Zhong C, Li W Z, Lü L
Department of Histology and Embryology, Shanghai Medical University 200032.
Zhonghua Yi Xue Za Zhi. 1999 Mar;79(3):174-7.
To investigate the migration and survival of B10 mouse bone marrow (BM)-derived DCs in C3H mice and if genetic modification of these DCs to overexpress TGF beta 1 may potentiate their tolerogenicity.

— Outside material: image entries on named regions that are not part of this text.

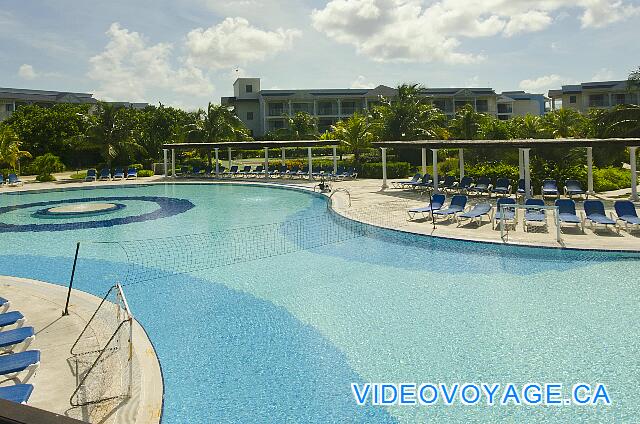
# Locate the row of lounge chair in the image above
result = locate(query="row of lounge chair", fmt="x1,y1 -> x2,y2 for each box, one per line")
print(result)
0,297 -> 40,403
407,194 -> 640,233
391,173 -> 588,198
178,165 -> 358,180
0,173 -> 23,187
84,168 -> 138,181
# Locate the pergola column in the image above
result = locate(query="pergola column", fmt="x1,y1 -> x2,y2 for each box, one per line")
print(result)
522,148 -> 531,199
431,149 -> 438,192
162,149 -> 169,178
381,147 -> 389,190
587,147 -> 595,194
629,146 -> 638,202
171,149 -> 176,178
213,147 -> 220,178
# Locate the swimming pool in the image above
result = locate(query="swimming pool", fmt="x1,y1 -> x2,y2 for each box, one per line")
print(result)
0,184 -> 640,423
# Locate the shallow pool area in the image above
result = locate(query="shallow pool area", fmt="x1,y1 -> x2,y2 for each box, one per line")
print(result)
0,184 -> 640,423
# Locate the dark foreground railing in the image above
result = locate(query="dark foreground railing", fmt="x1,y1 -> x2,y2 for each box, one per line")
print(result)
0,399 -> 85,424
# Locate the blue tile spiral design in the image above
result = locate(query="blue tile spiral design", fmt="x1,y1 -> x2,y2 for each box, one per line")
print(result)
0,196 -> 195,233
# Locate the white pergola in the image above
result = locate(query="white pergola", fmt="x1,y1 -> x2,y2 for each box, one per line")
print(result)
162,140 -> 340,179
373,138 -> 640,201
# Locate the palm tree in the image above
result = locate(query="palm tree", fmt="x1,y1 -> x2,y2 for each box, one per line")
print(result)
331,112 -> 375,162
0,125 -> 31,170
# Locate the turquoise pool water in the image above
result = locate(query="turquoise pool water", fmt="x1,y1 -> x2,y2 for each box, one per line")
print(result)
0,185 -> 640,423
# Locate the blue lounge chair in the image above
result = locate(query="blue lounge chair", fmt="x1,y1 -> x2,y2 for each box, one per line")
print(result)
407,194 -> 445,219
491,178 -> 511,196
493,197 -> 518,229
84,168 -> 98,182
456,203 -> 493,227
613,200 -> 640,231
522,199 -> 547,231
564,180 -> 589,199
391,173 -> 422,188
540,180 -> 560,199
113,168 -> 124,180
0,327 -> 35,352
0,384 -> 33,403
433,194 -> 467,219
0,350 -> 40,383
100,168 -> 111,181
555,199 -> 584,232
0,311 -> 25,328
7,173 -> 22,186
583,200 -> 620,233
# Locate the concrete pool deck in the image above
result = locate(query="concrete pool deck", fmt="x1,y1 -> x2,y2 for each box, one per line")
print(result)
0,276 -> 163,424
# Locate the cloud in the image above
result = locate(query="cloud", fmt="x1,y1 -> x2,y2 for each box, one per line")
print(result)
185,18 -> 302,69
89,23 -> 214,101
311,0 -> 640,64
18,63 -> 38,80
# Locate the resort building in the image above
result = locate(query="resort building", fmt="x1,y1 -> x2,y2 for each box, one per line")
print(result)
221,78 -> 546,137
549,80 -> 640,113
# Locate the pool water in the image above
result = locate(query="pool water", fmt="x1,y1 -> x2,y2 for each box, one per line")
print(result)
0,184 -> 640,423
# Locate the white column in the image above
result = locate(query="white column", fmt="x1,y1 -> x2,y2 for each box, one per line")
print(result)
522,148 -> 531,199
587,147 -> 594,194
162,149 -> 169,178
213,147 -> 220,178
431,149 -> 438,192
629,146 -> 638,202
381,147 -> 389,190
171,149 -> 176,178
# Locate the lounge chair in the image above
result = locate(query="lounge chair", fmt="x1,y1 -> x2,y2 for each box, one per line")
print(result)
84,168 -> 98,182
0,327 -> 35,352
522,199 -> 547,231
433,194 -> 467,219
0,311 -> 25,328
391,172 -> 422,188
491,178 -> 511,196
493,197 -> 518,229
555,199 -> 584,232
456,203 -> 493,227
613,200 -> 640,232
0,350 -> 40,383
458,177 -> 473,193
113,168 -> 124,180
407,194 -> 445,219
100,168 -> 111,181
540,180 -> 560,199
0,384 -> 33,403
564,180 -> 589,199
468,177 -> 493,195
583,200 -> 620,233
7,173 -> 23,187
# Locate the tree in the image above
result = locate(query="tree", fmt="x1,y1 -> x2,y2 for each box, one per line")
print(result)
0,124 -> 31,170
331,113 -> 375,162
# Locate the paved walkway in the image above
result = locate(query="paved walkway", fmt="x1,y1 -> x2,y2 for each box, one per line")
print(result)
0,276 -> 163,423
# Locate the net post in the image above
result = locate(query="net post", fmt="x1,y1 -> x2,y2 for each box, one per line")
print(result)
62,242 -> 80,317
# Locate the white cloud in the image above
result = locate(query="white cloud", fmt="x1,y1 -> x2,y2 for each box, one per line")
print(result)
311,0 -> 640,63
89,23 -> 214,101
18,63 -> 38,80
185,18 -> 301,69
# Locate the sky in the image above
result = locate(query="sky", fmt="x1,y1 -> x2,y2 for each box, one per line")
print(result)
0,0 -> 640,109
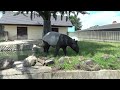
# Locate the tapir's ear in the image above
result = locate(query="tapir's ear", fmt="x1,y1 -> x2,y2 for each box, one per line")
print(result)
75,40 -> 78,43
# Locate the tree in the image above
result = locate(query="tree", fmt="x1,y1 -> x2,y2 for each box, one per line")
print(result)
2,11 -> 87,36
70,15 -> 82,31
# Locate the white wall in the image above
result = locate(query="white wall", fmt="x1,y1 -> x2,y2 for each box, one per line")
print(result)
4,25 -> 68,40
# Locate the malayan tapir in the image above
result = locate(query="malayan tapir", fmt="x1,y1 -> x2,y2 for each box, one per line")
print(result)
42,31 -> 79,56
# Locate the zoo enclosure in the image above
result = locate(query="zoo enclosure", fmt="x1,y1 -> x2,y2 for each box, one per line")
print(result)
68,30 -> 120,41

B10 mouse BM-derived DCs were propagated in GM-CSF and TGF beta(DC1), transduced DC1 with replication-deficient Ad vectors encoding genes for LacZ (DC2) or TGF beta 1(DC3). Cells of different groups were injected into one footpad of C3H mice. The mice were sacrificed on days 1, 2, 7, and 14, and spleens, thymuses, popliteal and mesenteric lymph nodes removed and stained with anti-IAb mAb. The incidences of B10 DC were determined by the mean number of IAb positive cells with dendriform morphology per low power field (x 100).

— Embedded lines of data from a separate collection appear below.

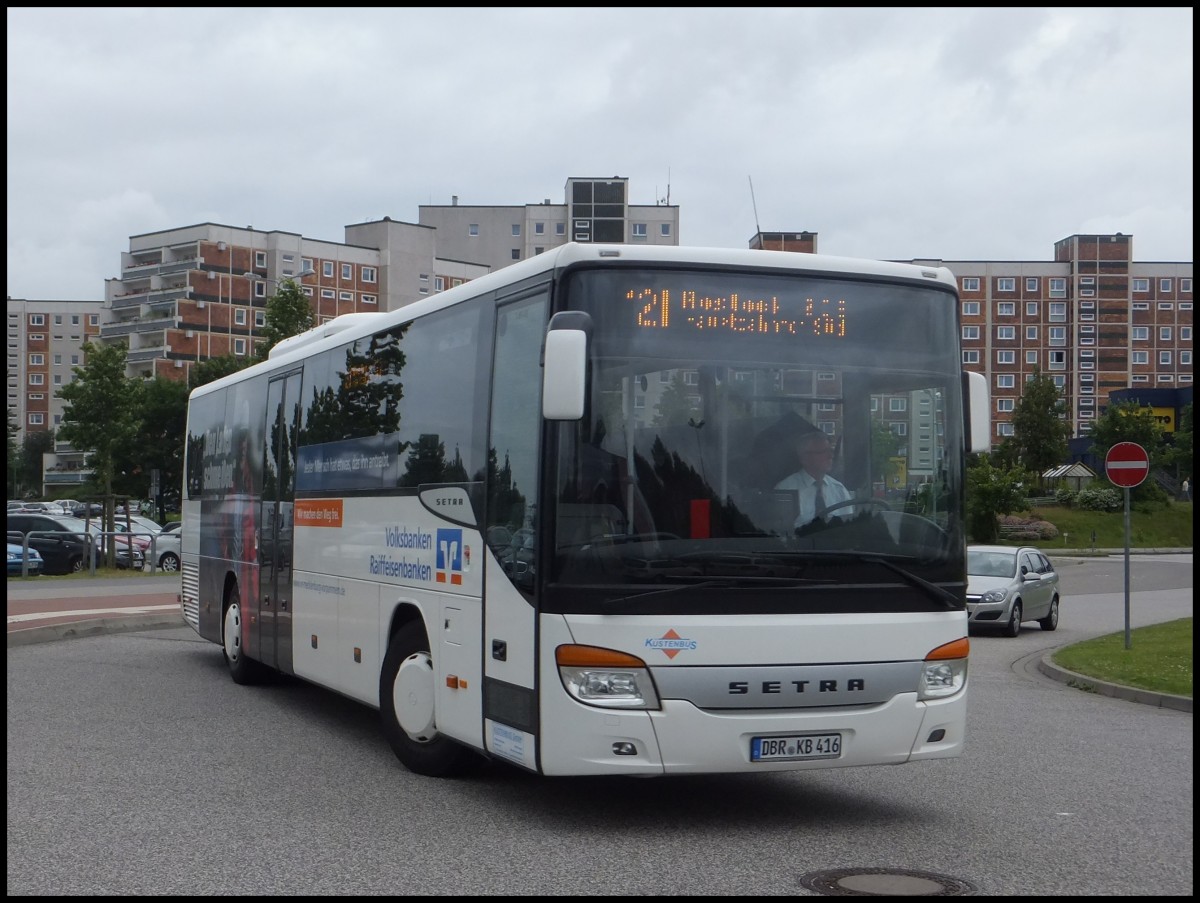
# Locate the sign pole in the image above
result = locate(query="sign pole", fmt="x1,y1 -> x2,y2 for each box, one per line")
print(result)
1126,488 -> 1133,648
1104,442 -> 1150,648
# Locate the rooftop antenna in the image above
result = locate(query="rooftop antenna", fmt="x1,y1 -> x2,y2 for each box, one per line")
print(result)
746,175 -> 762,235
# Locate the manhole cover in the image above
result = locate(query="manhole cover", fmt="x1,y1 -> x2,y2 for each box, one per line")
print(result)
800,868 -> 976,897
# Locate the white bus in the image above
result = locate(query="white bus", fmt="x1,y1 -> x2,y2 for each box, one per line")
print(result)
182,244 -> 988,776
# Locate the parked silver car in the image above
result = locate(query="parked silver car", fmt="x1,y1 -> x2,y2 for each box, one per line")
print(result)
967,545 -> 1060,636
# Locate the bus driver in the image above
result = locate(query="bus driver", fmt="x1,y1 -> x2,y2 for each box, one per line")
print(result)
775,430 -> 853,527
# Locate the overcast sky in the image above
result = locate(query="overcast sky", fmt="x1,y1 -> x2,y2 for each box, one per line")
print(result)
7,6 -> 1193,300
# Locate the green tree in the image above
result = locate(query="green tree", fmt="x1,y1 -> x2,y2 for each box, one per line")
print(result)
654,370 -> 700,426
59,342 -> 140,504
1004,370 -> 1070,474
119,376 -> 187,521
253,279 -> 317,360
967,455 -> 1032,543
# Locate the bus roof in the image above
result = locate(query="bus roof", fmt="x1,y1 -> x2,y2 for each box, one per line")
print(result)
191,241 -> 958,397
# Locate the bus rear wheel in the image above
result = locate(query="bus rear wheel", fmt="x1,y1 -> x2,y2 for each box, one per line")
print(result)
379,621 -> 481,778
221,584 -> 264,684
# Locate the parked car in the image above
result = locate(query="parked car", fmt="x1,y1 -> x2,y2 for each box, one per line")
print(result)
8,543 -> 46,576
7,510 -> 91,574
7,512 -> 145,574
967,545 -> 1061,636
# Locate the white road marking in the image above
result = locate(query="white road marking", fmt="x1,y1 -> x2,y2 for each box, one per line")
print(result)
8,602 -> 180,624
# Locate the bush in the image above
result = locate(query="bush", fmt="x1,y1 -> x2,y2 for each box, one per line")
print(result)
1075,486 -> 1124,512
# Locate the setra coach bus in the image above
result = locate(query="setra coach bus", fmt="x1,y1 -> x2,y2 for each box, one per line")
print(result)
175,244 -> 989,776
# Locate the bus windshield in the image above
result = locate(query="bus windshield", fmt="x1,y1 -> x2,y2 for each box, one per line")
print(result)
542,260 -> 964,612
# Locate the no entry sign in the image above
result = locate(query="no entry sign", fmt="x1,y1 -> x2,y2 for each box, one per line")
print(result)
1104,442 -> 1150,489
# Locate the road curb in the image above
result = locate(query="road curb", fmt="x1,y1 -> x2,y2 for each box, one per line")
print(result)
8,612 -> 187,648
1038,652 -> 1192,713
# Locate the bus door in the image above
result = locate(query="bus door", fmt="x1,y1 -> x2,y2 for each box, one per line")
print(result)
258,371 -> 300,674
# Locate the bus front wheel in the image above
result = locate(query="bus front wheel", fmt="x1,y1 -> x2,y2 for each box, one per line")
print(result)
379,621 -> 480,778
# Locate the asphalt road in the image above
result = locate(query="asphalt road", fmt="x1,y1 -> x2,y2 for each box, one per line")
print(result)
7,555 -> 1193,896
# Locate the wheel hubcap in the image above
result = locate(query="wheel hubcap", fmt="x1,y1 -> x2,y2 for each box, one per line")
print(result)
391,652 -> 437,743
224,603 -> 241,662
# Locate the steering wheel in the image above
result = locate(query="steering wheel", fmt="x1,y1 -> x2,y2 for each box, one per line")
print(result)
817,498 -> 892,518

Transduction with Ad-LacZ or Ad-TGF beta 1 did not affect DC migration or distribution in C3H recipients, i.e. IAb+ cells were first observed under the capsule of popliteal LN (peak at d1), then migrated into the marginal T dependent area of spleens (peak at d7), and were found occasionally in the thymus. Transduction of Ad-LacZ reduced the numbers of IAb+ cells identified in both LN and spleens at all time points post injection, compared with injection of unmodified control DC, suggesting that Ad transduction itself can affect DC life span in allogeneic recipients. Overexpression of TGF beta 1 by transduction of Ad-TGF beta 1 not only fully reversed the reduction of DC numbers induced by Ad transduction, but also prolonged the life span of DC in spleen, as shown by the 2-fold increase in number of IAb+ cells in spleen at d14 compared with control DCs.
Mouse BM-derived TGF beta DCs can be transduced to express TGF beta 1 using an adenoviral vector, and exhibit the same migration characteristics as unmodified DC. The survival of TGF beta gene transduced DCs appears to be enhanced compared with unmodified or LacZ gene-transduced DCs.
研究B10小鼠骨髓来源的树突状细胞(DCs)在C3H小鼠体内的迁移和存活情况,以及对这些DCs进行基因改造使其过表达转化生长因子β1(TGFβ1)是否会增强其致耐受性。
在粒细胞-巨噬细胞集落刺激因子(GM-CSF)和TGFβ中培养B10小鼠骨髓来源的DCs(DC1),用编码LacZ基因(DC2)或TGFβ1基因(DC3)的复制缺陷型腺病毒载体转导DC1。将不同组的细胞注射到C3H小鼠的一个足垫中。在第1、2、7和14天处死小鼠,取出脾脏、胸腺、腘窝和肠系膜淋巴结,并用抗IAb单克隆抗体染色。通过每个低倍视野(×100)中具有树突状形态的IAb阳性细胞的平均数来确定B10 DC的发生率。
用腺病毒-LacZ或腺病毒-TGFβ1转导不影响DC在C3H受体中的迁移或分布,即IAb+细胞首先在腘窝淋巴结的被膜下观察到(第1天达到峰值),然后迁移到脾脏的边缘T细胞依赖区(第7天达到峰值),偶尔在胸腺中发现。与注射未修饰的对照DC相比,注射腺病毒-LacZ在注射后所有时间点都减少了在淋巴结和脾脏中鉴定出的IAb+细胞数量,这表明腺病毒转导本身会影响DC在同种异体受体中的寿命。通过腺病毒-TGFβ1转导使TGFβ1过表达不仅完全逆转了腺病毒转导诱导的DC数量减少,而且还延长了DC在脾脏中的寿命,如在第14天脾脏中IAb+细胞数量与对照DC相比增加了2倍所示。
小鼠骨髓来源的TGFβ DCs可用腺病毒载体转导以表达TGFβ1,并表现出与未修饰DC相同的迁移特性。与未修饰或LacZ基因转导的DCs相比,TGFβ基因转导的DCs的存活率似乎有所提高。